Oportunamente, comunique à ACT e ao Instituto da Segurança Social, IP (art.º 186.º-O, n.º 9 do CPT).” * A Ré L.C.S. – LINHA DE CUIDADOS DE SAÚDE, SA, inconformada com tal sentença, veio, a fls. 587 e seguintes, interpor recurso da mesma, que foi admitido a fls. 829 dos autos, como de Apelação, a subir imediatamente, nos próprios autos e com efeito meramente devolutivo derivado do número 1 do artigo 83.º do C.P.T.

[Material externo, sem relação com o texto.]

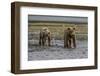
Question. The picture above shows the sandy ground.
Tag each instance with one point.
(57, 51)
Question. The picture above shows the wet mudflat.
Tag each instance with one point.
(57, 51)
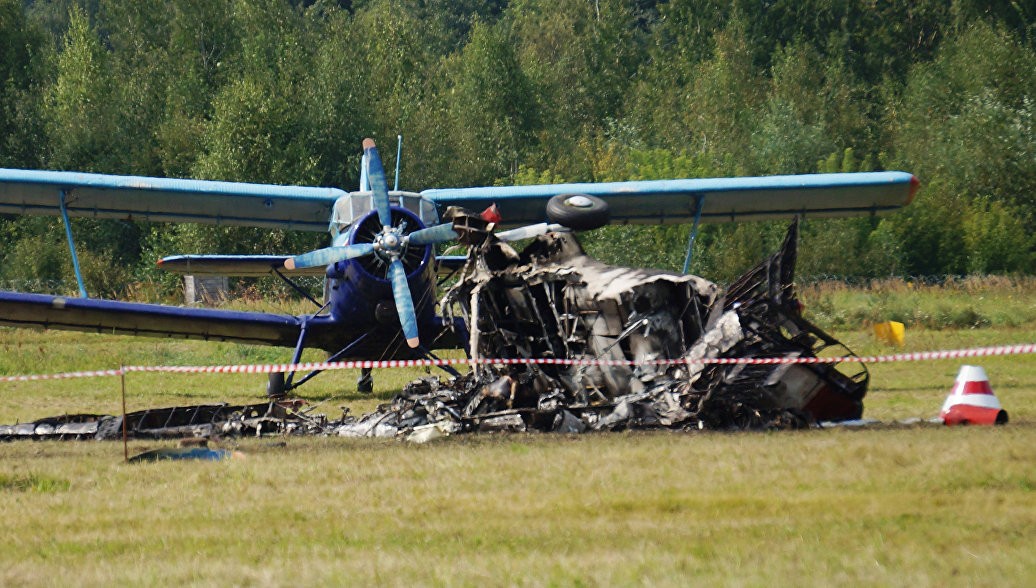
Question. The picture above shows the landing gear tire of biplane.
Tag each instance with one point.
(275, 386)
(578, 211)
(365, 384)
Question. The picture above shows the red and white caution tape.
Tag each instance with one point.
(1022, 349)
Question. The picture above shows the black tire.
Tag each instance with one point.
(275, 386)
(578, 211)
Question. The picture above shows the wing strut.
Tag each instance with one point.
(72, 245)
(694, 231)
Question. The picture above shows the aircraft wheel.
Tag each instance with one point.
(578, 211)
(275, 387)
(365, 384)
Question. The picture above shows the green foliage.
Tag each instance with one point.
(496, 92)
(23, 65)
(997, 238)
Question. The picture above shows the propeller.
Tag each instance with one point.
(390, 244)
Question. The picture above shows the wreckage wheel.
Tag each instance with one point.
(578, 211)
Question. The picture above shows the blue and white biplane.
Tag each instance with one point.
(380, 264)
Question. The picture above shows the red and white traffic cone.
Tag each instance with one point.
(972, 401)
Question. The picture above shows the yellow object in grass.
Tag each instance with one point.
(891, 332)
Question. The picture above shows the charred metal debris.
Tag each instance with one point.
(551, 300)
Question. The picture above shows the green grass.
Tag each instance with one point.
(892, 505)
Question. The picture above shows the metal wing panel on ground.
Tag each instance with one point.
(135, 198)
(721, 199)
(150, 320)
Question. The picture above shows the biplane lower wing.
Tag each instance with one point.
(241, 266)
(19, 310)
(259, 266)
(712, 200)
(169, 200)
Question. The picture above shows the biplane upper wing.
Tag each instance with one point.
(136, 198)
(715, 199)
(65, 313)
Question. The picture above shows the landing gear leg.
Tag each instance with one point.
(365, 383)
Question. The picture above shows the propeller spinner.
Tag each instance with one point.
(391, 243)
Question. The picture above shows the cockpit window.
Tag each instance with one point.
(354, 206)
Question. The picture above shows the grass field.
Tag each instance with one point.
(892, 505)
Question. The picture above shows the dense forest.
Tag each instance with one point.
(527, 91)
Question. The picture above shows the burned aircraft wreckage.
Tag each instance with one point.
(620, 325)
(553, 301)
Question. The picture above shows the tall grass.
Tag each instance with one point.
(953, 303)
(894, 505)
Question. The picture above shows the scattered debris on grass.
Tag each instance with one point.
(553, 301)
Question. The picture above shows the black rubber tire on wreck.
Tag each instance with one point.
(578, 211)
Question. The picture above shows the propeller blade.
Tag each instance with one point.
(528, 232)
(404, 303)
(435, 234)
(328, 256)
(376, 176)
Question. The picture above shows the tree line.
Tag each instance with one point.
(524, 91)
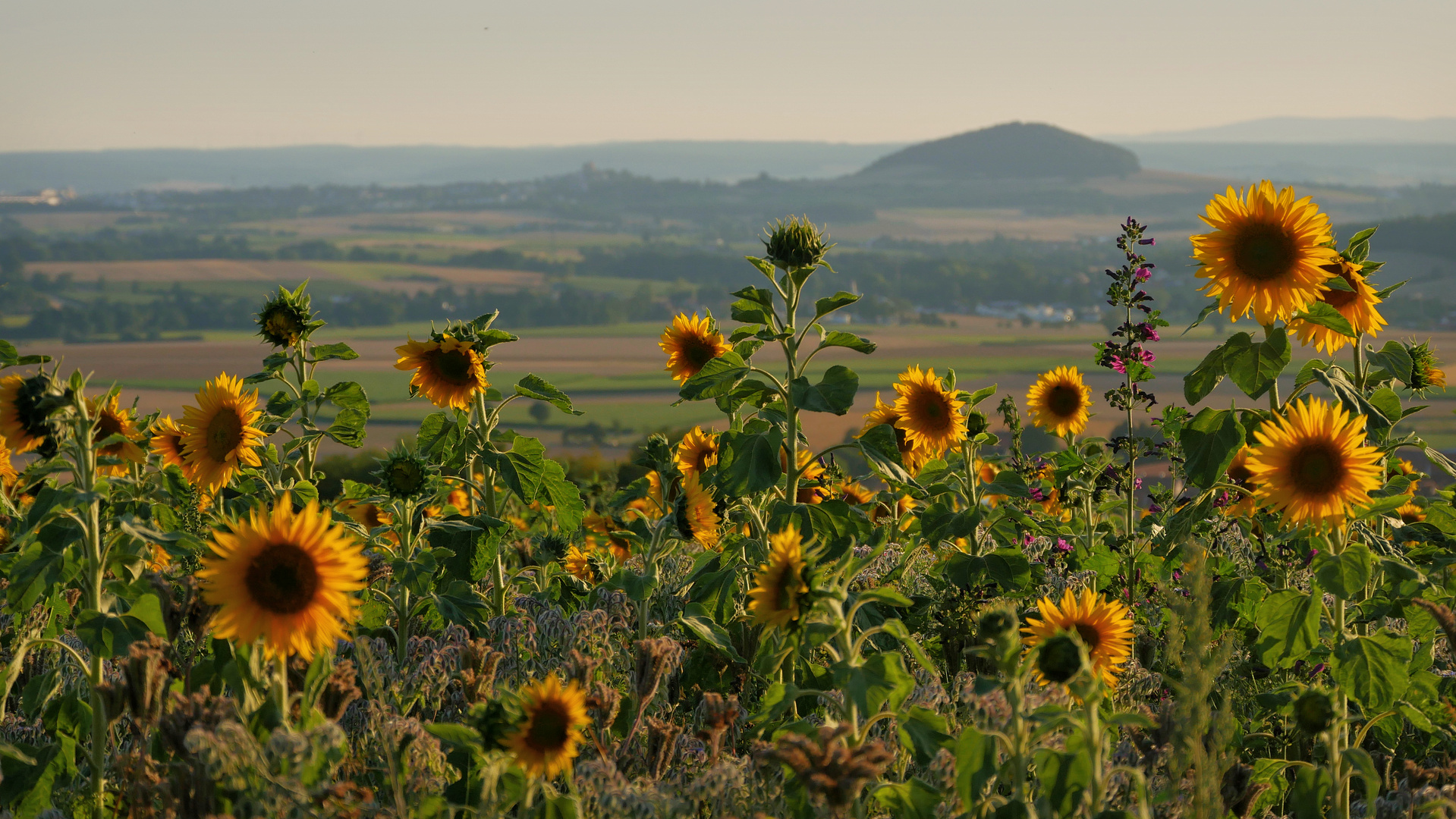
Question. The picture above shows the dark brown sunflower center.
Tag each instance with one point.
(453, 367)
(283, 579)
(108, 425)
(225, 432)
(1264, 252)
(698, 353)
(1316, 469)
(1090, 636)
(1063, 400)
(549, 728)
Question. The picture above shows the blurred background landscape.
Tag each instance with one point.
(977, 248)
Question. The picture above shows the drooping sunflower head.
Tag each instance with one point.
(1059, 402)
(111, 419)
(546, 741)
(795, 243)
(219, 434)
(697, 518)
(448, 372)
(286, 318)
(285, 576)
(405, 475)
(25, 412)
(912, 457)
(781, 585)
(1105, 627)
(698, 451)
(1411, 513)
(1264, 252)
(929, 413)
(166, 444)
(1312, 464)
(1357, 304)
(690, 344)
(578, 565)
(1424, 372)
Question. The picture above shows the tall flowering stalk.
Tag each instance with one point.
(1127, 354)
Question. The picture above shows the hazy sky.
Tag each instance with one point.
(204, 73)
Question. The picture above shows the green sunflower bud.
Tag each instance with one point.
(1059, 659)
(792, 245)
(404, 475)
(976, 422)
(286, 318)
(1313, 712)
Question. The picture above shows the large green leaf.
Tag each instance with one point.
(1289, 627)
(1373, 670)
(1210, 443)
(1346, 573)
(749, 460)
(719, 377)
(1254, 367)
(835, 393)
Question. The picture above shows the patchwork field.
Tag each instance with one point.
(616, 377)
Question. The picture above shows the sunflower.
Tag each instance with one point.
(219, 434)
(690, 344)
(449, 372)
(986, 472)
(555, 713)
(166, 444)
(578, 565)
(697, 518)
(285, 576)
(698, 451)
(1312, 463)
(1105, 627)
(111, 419)
(1404, 469)
(22, 431)
(1266, 252)
(929, 413)
(779, 584)
(1357, 306)
(1410, 513)
(1424, 374)
(885, 413)
(1059, 402)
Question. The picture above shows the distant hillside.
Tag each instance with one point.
(1433, 236)
(1014, 150)
(1315, 130)
(179, 169)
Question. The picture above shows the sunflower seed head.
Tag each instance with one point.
(795, 243)
(1060, 658)
(1313, 712)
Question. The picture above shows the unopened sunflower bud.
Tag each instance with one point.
(1313, 712)
(1059, 659)
(794, 245)
(976, 422)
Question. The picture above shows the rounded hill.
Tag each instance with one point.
(1014, 150)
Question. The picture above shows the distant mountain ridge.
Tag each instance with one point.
(1312, 130)
(1012, 150)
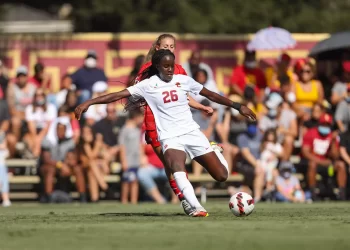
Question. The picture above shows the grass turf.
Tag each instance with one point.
(149, 226)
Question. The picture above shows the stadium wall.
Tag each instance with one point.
(63, 53)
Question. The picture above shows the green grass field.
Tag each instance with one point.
(149, 226)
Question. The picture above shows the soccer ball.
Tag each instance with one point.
(241, 204)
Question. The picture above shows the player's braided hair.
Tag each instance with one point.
(152, 70)
(156, 43)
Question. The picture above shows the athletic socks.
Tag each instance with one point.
(175, 189)
(221, 158)
(186, 188)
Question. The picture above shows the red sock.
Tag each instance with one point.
(175, 189)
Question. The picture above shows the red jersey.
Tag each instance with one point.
(319, 145)
(149, 118)
(241, 76)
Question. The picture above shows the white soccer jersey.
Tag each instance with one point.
(169, 104)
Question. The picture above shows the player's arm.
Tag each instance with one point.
(197, 105)
(214, 97)
(113, 97)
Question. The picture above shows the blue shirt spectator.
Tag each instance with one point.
(87, 75)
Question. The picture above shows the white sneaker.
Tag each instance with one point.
(188, 209)
(214, 146)
(200, 212)
(6, 203)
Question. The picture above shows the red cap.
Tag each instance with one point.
(284, 57)
(326, 119)
(346, 66)
(299, 64)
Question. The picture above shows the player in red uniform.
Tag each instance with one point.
(321, 150)
(165, 41)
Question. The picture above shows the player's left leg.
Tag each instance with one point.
(208, 155)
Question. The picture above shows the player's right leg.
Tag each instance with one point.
(175, 158)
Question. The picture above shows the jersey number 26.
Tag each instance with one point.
(170, 96)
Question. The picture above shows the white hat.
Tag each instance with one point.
(99, 87)
(274, 101)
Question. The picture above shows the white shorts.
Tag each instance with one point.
(193, 143)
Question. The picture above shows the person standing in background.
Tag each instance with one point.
(139, 60)
(195, 63)
(85, 77)
(131, 149)
(20, 94)
(4, 181)
(248, 73)
(40, 79)
(4, 80)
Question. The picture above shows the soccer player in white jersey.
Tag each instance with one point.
(178, 133)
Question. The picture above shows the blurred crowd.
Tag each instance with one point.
(295, 118)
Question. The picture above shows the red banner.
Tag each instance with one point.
(116, 52)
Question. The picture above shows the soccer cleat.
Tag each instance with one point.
(188, 209)
(6, 203)
(214, 146)
(201, 212)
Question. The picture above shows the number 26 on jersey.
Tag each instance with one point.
(170, 96)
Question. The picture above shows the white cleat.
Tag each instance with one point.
(188, 209)
(200, 212)
(6, 203)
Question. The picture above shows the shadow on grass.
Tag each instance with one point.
(140, 214)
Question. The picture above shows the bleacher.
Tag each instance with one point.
(25, 186)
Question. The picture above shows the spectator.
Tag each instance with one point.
(250, 146)
(271, 152)
(307, 90)
(283, 119)
(339, 90)
(66, 85)
(195, 63)
(345, 147)
(4, 181)
(207, 126)
(109, 127)
(72, 126)
(130, 141)
(91, 154)
(201, 76)
(87, 75)
(71, 101)
(342, 113)
(97, 112)
(288, 186)
(60, 158)
(316, 113)
(320, 149)
(281, 70)
(19, 95)
(286, 90)
(40, 78)
(38, 116)
(139, 60)
(248, 73)
(153, 170)
(4, 80)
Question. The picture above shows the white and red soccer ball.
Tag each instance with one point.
(241, 204)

* A Apelante apresentou, a fls. 588 verso e seguintes, alegações de recurso e formulou as seguintes conclusões: (…) Nestes termos, deve ser concedido provimento ao presente recurso, revogando-se a decisão recorrida e substituindo-a por outra que absolva a Recorrente do pedido formulado!” * O Ministério Público apresentou contra-alegações, dentro do prazo legal, tendo formulado as seguintes conclusões (fls. 801 e seguintes): (…) 11.
Em nosso entender, deve a douta decisão ser mantida nos seus precisos termos.
Vossas Excelências, no entanto, com maior prudência, decidirão como for de JUSTIÇA.» * Tendo os autos ido aos vistos, cumpre apreciar e decidir.
II – OS FACTOS.
O tribunal da 1.ª instância deu como provados e não provados os seguintes factos: Da petição inicial: 1.
A Ré “LCS – LINHA DOS CUIDADOS DE SAÚDE, SA” presta cuidados aos respetivos utentes, em situações de doença, mediante triagem, aconselhamento e encaminhamento para assistência e tratamento nas Unidades do Serviço Nacional de Saúde.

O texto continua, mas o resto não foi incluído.